Après un vaste programme consistant à les appâter avec de la nourriture empoisonnée et à ériger une clôture « anti-serpent » autour de toute la zone pour éviter qu'elle ne soit immédiatement recolonisée, leur nombre a chuté de manière significative sur la base aérienne.
Hélas, de nombreux scientifiques pensent qu'il serait impossible d'éliminer de la même manière un nombre important de serpents bruns des forêts de Guam, et encore moins de les éliminer complètement.
Et ce, même s'il y a urgence, car c'est la forêt elle-même qui est en danger.

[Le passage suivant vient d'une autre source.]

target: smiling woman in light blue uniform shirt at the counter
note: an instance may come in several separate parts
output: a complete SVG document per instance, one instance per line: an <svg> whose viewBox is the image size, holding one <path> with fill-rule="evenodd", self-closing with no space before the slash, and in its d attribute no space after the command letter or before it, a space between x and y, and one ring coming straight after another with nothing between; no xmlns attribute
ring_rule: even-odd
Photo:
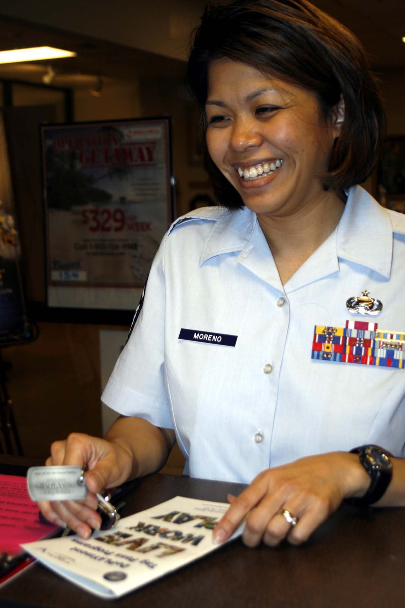
<svg viewBox="0 0 405 608"><path fill-rule="evenodd" d="M102 397L123 416L52 445L47 464L88 466L86 504L41 508L88 536L94 493L178 441L185 474L248 484L215 542L246 519L246 545L299 544L344 499L405 504L405 219L358 185L378 87L306 0L208 9L188 77L219 206L162 241Z"/></svg>

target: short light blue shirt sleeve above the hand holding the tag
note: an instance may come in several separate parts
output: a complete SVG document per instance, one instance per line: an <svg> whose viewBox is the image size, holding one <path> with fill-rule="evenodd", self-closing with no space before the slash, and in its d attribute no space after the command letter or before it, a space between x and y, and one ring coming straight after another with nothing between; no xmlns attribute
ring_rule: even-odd
<svg viewBox="0 0 405 608"><path fill-rule="evenodd" d="M165 388L165 277L162 241L154 258L138 314L102 395L106 406L125 416L173 428Z"/></svg>

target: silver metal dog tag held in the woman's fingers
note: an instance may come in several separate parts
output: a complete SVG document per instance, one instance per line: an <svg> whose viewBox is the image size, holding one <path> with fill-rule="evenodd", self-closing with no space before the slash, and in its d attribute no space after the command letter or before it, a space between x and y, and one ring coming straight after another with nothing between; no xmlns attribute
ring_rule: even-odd
<svg viewBox="0 0 405 608"><path fill-rule="evenodd" d="M87 496L81 466L32 466L27 472L32 500L83 500Z"/></svg>

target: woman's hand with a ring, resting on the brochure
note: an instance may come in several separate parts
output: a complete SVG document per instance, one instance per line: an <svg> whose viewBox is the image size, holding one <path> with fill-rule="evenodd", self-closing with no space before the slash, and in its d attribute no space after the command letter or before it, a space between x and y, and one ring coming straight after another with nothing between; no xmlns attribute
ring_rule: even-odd
<svg viewBox="0 0 405 608"><path fill-rule="evenodd" d="M231 504L213 531L213 541L226 541L246 519L242 538L248 547L256 547L261 541L275 547L285 538L298 545L343 499L362 496L369 483L358 455L347 452L300 458L266 469L240 496L228 496ZM296 525L288 523L283 510L297 518Z"/></svg>

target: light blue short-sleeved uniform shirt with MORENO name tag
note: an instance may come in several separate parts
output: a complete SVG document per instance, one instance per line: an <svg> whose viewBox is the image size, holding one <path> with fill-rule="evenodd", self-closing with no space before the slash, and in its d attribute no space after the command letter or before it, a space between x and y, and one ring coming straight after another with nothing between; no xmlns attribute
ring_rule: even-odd
<svg viewBox="0 0 405 608"><path fill-rule="evenodd" d="M405 331L405 217L351 188L338 227L284 286L249 209L181 219L103 401L175 429L193 477L249 483L269 466L365 443L405 456L405 369L311 359L315 325ZM377 317L348 313L365 290L383 303ZM236 344L179 339L182 328Z"/></svg>

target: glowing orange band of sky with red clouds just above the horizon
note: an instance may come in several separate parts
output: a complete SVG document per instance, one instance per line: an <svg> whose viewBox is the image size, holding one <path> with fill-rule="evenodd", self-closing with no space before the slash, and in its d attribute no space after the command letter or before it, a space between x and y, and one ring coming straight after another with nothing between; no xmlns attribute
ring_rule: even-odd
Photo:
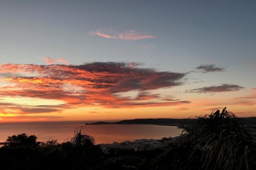
<svg viewBox="0 0 256 170"><path fill-rule="evenodd" d="M255 88L221 84L184 91L185 73L137 65L0 65L8 75L0 77L0 122L187 118L225 106L246 117L256 110Z"/></svg>

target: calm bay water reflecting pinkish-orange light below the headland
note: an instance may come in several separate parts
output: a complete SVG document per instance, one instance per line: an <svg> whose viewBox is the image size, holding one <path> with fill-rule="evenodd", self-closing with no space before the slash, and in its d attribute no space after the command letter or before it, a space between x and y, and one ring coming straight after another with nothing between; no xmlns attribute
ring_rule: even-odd
<svg viewBox="0 0 256 170"><path fill-rule="evenodd" d="M135 139L161 139L175 137L181 134L181 129L175 126L158 125L84 125L84 122L40 122L40 123L0 123L0 142L8 136L26 133L36 135L37 141L45 142L49 139L58 140L59 143L70 140L76 128L95 138L95 142L113 143Z"/></svg>

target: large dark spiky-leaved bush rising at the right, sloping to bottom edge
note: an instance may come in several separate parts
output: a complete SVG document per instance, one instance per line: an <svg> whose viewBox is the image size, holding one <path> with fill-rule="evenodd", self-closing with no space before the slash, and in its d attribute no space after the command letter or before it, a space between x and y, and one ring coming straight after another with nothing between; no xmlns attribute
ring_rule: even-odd
<svg viewBox="0 0 256 170"><path fill-rule="evenodd" d="M226 107L199 116L177 146L158 156L151 169L256 169L251 134Z"/></svg>

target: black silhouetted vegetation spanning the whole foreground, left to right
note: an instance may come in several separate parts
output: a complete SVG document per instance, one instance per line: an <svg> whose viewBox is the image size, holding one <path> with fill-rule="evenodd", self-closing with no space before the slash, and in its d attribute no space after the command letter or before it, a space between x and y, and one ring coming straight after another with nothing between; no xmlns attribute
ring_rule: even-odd
<svg viewBox="0 0 256 170"><path fill-rule="evenodd" d="M255 139L226 108L197 117L169 146L103 152L93 137L77 129L63 143L37 142L35 135L22 133L7 138L0 164L8 169L256 169Z"/></svg>

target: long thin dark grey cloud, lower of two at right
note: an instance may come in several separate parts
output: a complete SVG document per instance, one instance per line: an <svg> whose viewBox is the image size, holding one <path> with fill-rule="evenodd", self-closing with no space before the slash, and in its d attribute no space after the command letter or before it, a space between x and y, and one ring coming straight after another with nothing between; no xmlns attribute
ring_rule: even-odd
<svg viewBox="0 0 256 170"><path fill-rule="evenodd" d="M202 87L198 89L187 90L186 92L197 92L197 93L207 93L207 92L226 92L226 91L238 91L244 89L244 87L235 84L221 84L220 86L210 86Z"/></svg>

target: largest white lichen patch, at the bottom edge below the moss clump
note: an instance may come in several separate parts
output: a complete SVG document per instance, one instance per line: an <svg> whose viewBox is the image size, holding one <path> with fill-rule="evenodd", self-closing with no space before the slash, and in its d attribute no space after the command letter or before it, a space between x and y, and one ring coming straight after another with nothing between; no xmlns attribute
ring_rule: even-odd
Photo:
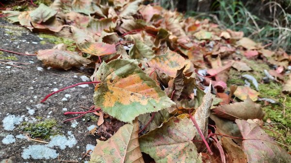
<svg viewBox="0 0 291 163"><path fill-rule="evenodd" d="M51 149L44 145L32 145L25 148L22 153L23 159L55 159L58 157L55 149Z"/></svg>

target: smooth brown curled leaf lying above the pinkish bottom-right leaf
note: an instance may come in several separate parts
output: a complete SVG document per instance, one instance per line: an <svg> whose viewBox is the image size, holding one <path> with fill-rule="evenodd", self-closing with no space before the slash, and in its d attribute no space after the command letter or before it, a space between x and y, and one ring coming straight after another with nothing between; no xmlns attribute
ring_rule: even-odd
<svg viewBox="0 0 291 163"><path fill-rule="evenodd" d="M264 112L260 104L254 103L249 97L240 103L224 104L212 109L219 117L226 119L263 119Z"/></svg>

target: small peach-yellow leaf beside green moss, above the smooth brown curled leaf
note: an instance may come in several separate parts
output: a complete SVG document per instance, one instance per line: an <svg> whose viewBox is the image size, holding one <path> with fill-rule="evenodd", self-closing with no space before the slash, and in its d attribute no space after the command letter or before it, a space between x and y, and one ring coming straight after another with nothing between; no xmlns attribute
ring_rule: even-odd
<svg viewBox="0 0 291 163"><path fill-rule="evenodd" d="M253 101L257 101L259 92L249 87L238 86L238 88L234 92L234 95L241 100L246 100L247 96L249 96L249 98L252 99Z"/></svg>

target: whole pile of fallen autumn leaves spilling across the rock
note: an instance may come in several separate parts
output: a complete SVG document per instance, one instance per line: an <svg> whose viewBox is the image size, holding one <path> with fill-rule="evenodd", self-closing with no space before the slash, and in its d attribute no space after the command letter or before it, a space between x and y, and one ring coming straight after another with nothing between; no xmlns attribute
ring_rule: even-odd
<svg viewBox="0 0 291 163"><path fill-rule="evenodd" d="M95 68L103 129L92 133L106 141L97 140L90 163L291 163L261 128L264 112L255 102L274 100L259 96L256 78L244 74L244 86L226 85L230 69L252 71L242 58L259 59L274 67L263 82L284 84L289 74L282 89L289 94L291 56L283 50L143 0L55 0L2 14L74 39L74 52L64 44L39 50L46 66ZM116 133L104 133L110 124Z"/></svg>

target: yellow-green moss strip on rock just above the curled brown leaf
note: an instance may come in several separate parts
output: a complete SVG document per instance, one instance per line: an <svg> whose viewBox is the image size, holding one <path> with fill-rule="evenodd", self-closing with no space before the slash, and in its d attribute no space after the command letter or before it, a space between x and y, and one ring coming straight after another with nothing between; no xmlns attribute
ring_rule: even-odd
<svg viewBox="0 0 291 163"><path fill-rule="evenodd" d="M63 37L57 37L54 35L49 35L49 34L39 34L39 37L42 37L45 39L45 41L48 41L49 43L52 44L65 44L67 45L67 50L70 51L75 51L75 48L77 47L75 44L75 41L72 39L68 38L63 38ZM44 44L45 42L42 42L41 44Z"/></svg>

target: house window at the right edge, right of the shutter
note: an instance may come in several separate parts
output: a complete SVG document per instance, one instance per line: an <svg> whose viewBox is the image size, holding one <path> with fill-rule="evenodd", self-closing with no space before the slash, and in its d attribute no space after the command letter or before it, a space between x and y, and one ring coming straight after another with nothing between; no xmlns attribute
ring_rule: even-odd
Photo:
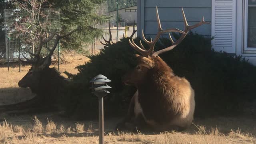
<svg viewBox="0 0 256 144"><path fill-rule="evenodd" d="M256 50L256 0L245 0L244 50Z"/></svg>

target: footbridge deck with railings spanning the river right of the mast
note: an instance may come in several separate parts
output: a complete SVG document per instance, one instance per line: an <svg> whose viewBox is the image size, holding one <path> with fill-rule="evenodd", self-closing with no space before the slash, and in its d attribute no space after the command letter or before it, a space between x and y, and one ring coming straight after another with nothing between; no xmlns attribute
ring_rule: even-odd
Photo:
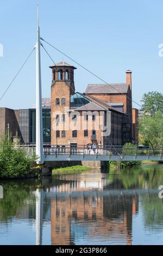
<svg viewBox="0 0 163 256"><path fill-rule="evenodd" d="M33 146L24 146L26 151L35 151ZM43 148L44 161L163 161L163 149L123 149L118 147L101 147L93 151L80 146L71 148L61 145Z"/></svg>

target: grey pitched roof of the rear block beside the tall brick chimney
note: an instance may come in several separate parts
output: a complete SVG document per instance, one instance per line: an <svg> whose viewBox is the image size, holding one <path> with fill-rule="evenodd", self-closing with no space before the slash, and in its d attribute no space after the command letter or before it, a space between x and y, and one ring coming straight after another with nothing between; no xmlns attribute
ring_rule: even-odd
<svg viewBox="0 0 163 256"><path fill-rule="evenodd" d="M109 84L88 84L85 93L86 94L127 93L128 88L129 88L128 83L110 83L110 86Z"/></svg>

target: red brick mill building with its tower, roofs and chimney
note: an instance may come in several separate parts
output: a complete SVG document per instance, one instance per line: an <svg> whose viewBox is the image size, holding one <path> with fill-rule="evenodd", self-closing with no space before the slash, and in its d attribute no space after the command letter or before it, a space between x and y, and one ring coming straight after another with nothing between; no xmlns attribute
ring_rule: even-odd
<svg viewBox="0 0 163 256"><path fill-rule="evenodd" d="M52 145L64 148L137 142L132 124L130 70L126 71L126 83L88 84L81 94L75 92L74 66L60 62L50 68Z"/></svg>

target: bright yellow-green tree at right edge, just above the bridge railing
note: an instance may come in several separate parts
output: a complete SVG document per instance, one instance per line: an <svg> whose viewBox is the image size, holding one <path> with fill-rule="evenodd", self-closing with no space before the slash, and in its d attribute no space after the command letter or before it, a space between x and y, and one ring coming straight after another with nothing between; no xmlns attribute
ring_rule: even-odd
<svg viewBox="0 0 163 256"><path fill-rule="evenodd" d="M161 148L163 145L163 114L157 111L155 115L143 114L139 119L139 133L151 147Z"/></svg>

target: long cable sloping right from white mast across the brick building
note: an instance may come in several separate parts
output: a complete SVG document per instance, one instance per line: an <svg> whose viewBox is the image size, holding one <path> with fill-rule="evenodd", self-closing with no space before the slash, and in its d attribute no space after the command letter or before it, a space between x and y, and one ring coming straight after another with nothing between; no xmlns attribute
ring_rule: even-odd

On pense qu'environ 70 % des arbres indigènes de Guam dépendaient des oiseaux pour disperser leurs graines. Mais dans le paysage forestier actuel, d'un silence déconcertant, de nombreux arbres laissent tomber leurs fruits directement sur le sol - pour qu'ils pourrissent là où ils sont tombés.
Certaines graines ne germent pas tant que la chair n'a pas été mangée, explique M. Rogers, tandis que d'autres peinent à se développer à l'ombre de l'arbre parent. Chaque année qui passe sans que les oiseaux mangeurs de fruits, de noix et de graines de l'île ne se manifestent, les espèces d'arbres dont ils dépendaient s'éteignent.
La forêt commence également à se trouer. Dans un écosystème sain, la chute d'un arbre crée un vide temporaire, qui devient immédiatement le lieu d'une compétition intense, les différentes plantes se bousculant pour occuper l'espace.
« C'est comme si vous démolissiez un immeuble au milieu de la ville de New York, c'est un bien immobilier de premier ordre, il y aura beaucoup de gens qui voudront construire un immeuble à cet endroit », explique M. Rogers.
Mais à Guam, ce n'est pas le cas. Sans oiseaux pour disperser les graines, il n'y a souvent rien au sol qui puisse germer, de sorte que la régénération est extrêmement lente. La structure de la forêt est en train de changer et il ne sera bientôt plus possible de revenir en arrière.
Pour l'instant, les serpents bruns de Guam et l'armée d'araignées qu'ils ont créée sont en sécurité. Et leur règne pourrait durer encore un certain temps.